Mehmet Turgut wurde im Alter von 25 Jahren bei seiner Arbeit in einem Imbiss im Rostocker Stadtteil Toitenwinkel von zwei Mitgliedern der rechten Terrorgruppe «Nationalsozialistischer Untergrund” (NSU) ermordet. Jahrelang ermitteln die Behörden im persönlichen Umfeld des Opfers und übersehen, dass die Tat Teil einer rassistischen Mordserie ist – bis sich drei Mitglieder der Gruppe selbst enttarnen und zu den Taten bekennen.

Mehmet Turgut wurde am 22. Mai 1979 im Dorf Kayalik Köyü in der Provinz Elâzığ, rund 300 Kilometer nördlich der türkisch-syrischen Grenze, geboren. Er war das erste von insgesamt fünf Kindern einer Familie von Landwirt:innen. Seine Familie nannte ihn Memo. Im Alter von 15 Jahren reiste Mehmet Turgut das erste Mal nach Deutschland ein und stellte einen Asylantrag, weil er als Kurde in der Türkei verfolgt wurde. Sein Antrag wurde abgelehnt, woraufhin er das erste Mal untertauchte. Er wurde Ende 1996 in Hamburg verhaftet und in die Türkei abgeschoben, zu diesem Zeitpunkt war er 17 Jahre alt. Zwei Jahre später reiste er erneut nach Deutschland. Wieder wurde sein Asylantrag abgelehnt, wieder tauchte er ab. Im Sommer 2000 wurde er erneut abgeschoben. Nach einer erneuten Einreise musste er im Sommer 2003 wieder abtauchen. Sein Bruder Mustafa sprach später davon, dass Deutschland »wie ein Sog für ihn« war. Hier wollte er das Geld verdienen, das er brauchte, um sich eine selbstständige Existenz in der Türkei aufzubauen.

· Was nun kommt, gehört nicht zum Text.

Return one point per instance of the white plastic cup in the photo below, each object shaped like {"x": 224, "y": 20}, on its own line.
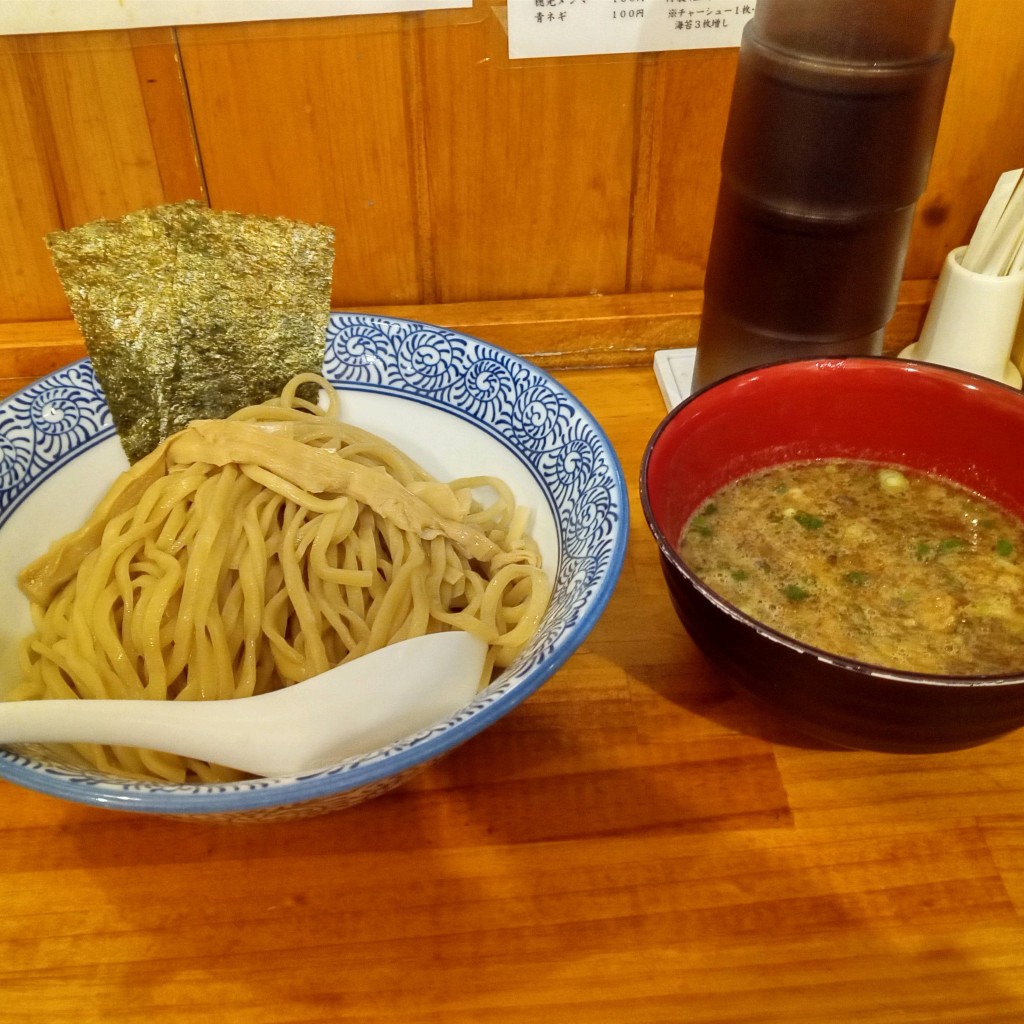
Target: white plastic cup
{"x": 972, "y": 322}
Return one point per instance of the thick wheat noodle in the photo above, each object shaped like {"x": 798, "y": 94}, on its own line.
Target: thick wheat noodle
{"x": 222, "y": 566}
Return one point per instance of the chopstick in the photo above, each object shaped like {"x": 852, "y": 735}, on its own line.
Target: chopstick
{"x": 997, "y": 244}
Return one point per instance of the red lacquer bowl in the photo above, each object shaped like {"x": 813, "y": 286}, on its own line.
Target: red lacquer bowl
{"x": 930, "y": 418}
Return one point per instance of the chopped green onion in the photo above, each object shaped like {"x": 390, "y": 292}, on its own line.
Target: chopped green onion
{"x": 809, "y": 521}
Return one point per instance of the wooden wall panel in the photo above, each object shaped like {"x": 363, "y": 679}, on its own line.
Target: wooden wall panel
{"x": 28, "y": 202}
{"x": 93, "y": 125}
{"x": 981, "y": 133}
{"x": 686, "y": 103}
{"x": 529, "y": 167}
{"x": 451, "y": 173}
{"x": 312, "y": 120}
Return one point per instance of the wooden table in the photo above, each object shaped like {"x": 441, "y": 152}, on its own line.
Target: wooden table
{"x": 636, "y": 843}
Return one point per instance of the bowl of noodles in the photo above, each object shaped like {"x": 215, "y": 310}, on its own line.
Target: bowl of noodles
{"x": 478, "y": 495}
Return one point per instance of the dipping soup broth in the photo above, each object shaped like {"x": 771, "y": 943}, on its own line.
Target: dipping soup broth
{"x": 879, "y": 563}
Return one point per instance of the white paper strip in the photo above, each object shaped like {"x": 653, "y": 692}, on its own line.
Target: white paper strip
{"x": 19, "y": 16}
{"x": 572, "y": 28}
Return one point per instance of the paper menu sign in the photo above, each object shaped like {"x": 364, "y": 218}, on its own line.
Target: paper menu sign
{"x": 19, "y": 16}
{"x": 573, "y": 28}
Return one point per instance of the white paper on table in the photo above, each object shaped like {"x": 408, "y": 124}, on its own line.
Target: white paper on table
{"x": 20, "y": 16}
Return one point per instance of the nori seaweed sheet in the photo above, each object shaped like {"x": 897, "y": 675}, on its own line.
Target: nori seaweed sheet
{"x": 193, "y": 313}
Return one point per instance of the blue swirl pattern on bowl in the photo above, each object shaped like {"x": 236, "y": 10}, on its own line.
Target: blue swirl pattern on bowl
{"x": 65, "y": 414}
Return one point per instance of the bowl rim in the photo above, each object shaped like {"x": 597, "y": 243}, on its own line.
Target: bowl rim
{"x": 94, "y": 788}
{"x": 675, "y": 561}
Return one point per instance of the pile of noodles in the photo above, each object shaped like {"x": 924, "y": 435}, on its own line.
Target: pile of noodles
{"x": 247, "y": 554}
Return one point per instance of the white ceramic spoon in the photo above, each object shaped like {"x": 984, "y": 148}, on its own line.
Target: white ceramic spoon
{"x": 352, "y": 709}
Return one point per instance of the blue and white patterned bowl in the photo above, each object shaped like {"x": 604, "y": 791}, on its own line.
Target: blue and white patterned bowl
{"x": 457, "y": 404}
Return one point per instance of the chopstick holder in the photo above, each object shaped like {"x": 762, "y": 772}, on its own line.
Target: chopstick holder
{"x": 973, "y": 320}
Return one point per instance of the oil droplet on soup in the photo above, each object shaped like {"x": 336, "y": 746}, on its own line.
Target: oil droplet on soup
{"x": 875, "y": 562}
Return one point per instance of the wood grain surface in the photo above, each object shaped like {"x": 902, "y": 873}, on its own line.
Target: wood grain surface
{"x": 636, "y": 843}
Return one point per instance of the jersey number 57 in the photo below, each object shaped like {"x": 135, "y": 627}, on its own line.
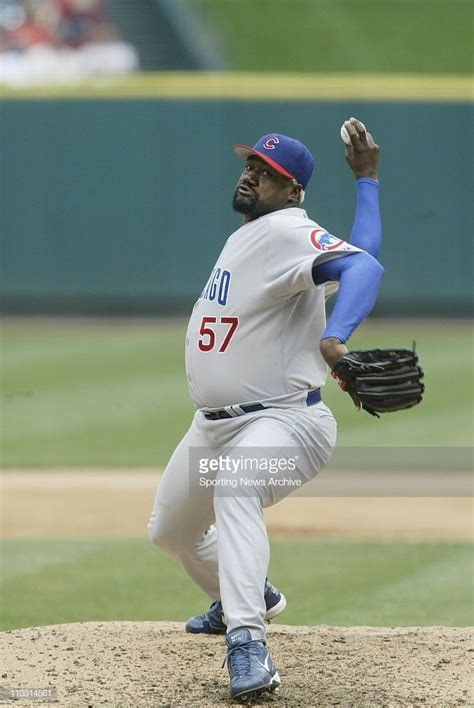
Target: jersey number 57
{"x": 208, "y": 335}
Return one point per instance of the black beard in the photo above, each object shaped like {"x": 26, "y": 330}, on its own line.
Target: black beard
{"x": 245, "y": 205}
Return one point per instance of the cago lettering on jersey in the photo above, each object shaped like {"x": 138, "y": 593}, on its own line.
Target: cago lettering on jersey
{"x": 217, "y": 287}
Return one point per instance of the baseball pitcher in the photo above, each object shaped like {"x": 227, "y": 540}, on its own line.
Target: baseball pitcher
{"x": 257, "y": 351}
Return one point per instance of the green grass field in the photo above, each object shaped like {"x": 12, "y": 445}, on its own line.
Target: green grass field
{"x": 345, "y": 35}
{"x": 114, "y": 394}
{"x": 329, "y": 582}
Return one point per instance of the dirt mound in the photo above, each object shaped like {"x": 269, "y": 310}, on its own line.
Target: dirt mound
{"x": 157, "y": 664}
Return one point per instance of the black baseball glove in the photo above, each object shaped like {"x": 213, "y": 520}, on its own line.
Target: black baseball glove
{"x": 383, "y": 380}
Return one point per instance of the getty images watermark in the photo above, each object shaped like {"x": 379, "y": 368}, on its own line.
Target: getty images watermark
{"x": 248, "y": 471}
{"x": 351, "y": 472}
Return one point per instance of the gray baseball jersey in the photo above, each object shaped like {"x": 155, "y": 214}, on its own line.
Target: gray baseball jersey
{"x": 254, "y": 332}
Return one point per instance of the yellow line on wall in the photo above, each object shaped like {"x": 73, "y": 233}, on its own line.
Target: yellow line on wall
{"x": 257, "y": 86}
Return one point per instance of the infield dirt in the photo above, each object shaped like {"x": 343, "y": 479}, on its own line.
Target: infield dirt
{"x": 157, "y": 664}
{"x": 82, "y": 503}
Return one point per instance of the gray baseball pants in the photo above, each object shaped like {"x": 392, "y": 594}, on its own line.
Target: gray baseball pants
{"x": 229, "y": 561}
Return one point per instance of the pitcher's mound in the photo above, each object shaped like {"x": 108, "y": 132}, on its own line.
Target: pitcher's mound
{"x": 157, "y": 664}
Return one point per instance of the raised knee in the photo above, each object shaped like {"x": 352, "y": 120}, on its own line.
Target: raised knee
{"x": 159, "y": 535}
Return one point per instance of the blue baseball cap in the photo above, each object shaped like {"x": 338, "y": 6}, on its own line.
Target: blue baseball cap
{"x": 286, "y": 155}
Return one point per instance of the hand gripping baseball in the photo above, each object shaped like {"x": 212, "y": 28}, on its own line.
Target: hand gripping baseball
{"x": 384, "y": 380}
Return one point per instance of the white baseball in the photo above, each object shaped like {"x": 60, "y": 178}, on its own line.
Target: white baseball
{"x": 345, "y": 137}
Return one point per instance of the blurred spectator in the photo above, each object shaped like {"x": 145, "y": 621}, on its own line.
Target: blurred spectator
{"x": 61, "y": 41}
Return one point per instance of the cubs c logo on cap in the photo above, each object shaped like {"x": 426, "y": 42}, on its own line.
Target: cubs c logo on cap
{"x": 270, "y": 143}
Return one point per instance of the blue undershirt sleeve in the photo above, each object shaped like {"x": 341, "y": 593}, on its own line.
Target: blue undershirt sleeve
{"x": 366, "y": 230}
{"x": 359, "y": 276}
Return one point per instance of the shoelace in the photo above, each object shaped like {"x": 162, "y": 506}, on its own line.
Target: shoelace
{"x": 240, "y": 660}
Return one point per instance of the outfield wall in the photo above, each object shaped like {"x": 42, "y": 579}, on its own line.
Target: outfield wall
{"x": 123, "y": 204}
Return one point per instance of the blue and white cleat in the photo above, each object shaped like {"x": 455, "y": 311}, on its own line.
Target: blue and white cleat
{"x": 249, "y": 665}
{"x": 212, "y": 621}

Anfang 2004 meldete er sich bei einem alten Freund seines Vaters, der in Rostock-Toitenwinkel seit zehn Jahren einen Imbissstand betrieb. Dieser stammt aus demselben Dorf wie Turguts Familie. Er nahm ihn in seiner Wohnung auf und ließ ihn in seinem Geschäft aushilfsweise arbeiten.

Am 25. Februar 2004 schließt der junge Mann gegen zehn Uhr den abgelegenen Imbissstand »Mr. Kebab Grill« im Neudierkower Weg 2 auf und bedient einen Kunden. Es ist erst sein zehnter Tag in Rostock. Den Ermittlungen zufolge betreten der oder die Täter:innen den Imbiss gegen 10.10 Uhr und schießen auf Mehmet Turgut. Sie treffen ihn an Kopf, Hals und Nacken. Ein weiterer Schuss verfehlt sein Ziel. Ein ermittelnder Polizeibeamter sagte später: »Die Täter sind rein, haben ihr Opfer zu Boden gebracht, fixiert und getötet, anders kann ich das nicht erklären.«

Um 10:20 Uhr findet der Imbissbesitzer den schwer verletzten, aber noch lebenden Mehmet Turgut. Er zieht ihn ins Freie, ein Passant alarmiert die Rettungskräfte, die wenige Minuten später eintreffen. Mehmet Turgut erliegt um 11:09 Uhr im Rettungswagen seinen schweren Verletzungen.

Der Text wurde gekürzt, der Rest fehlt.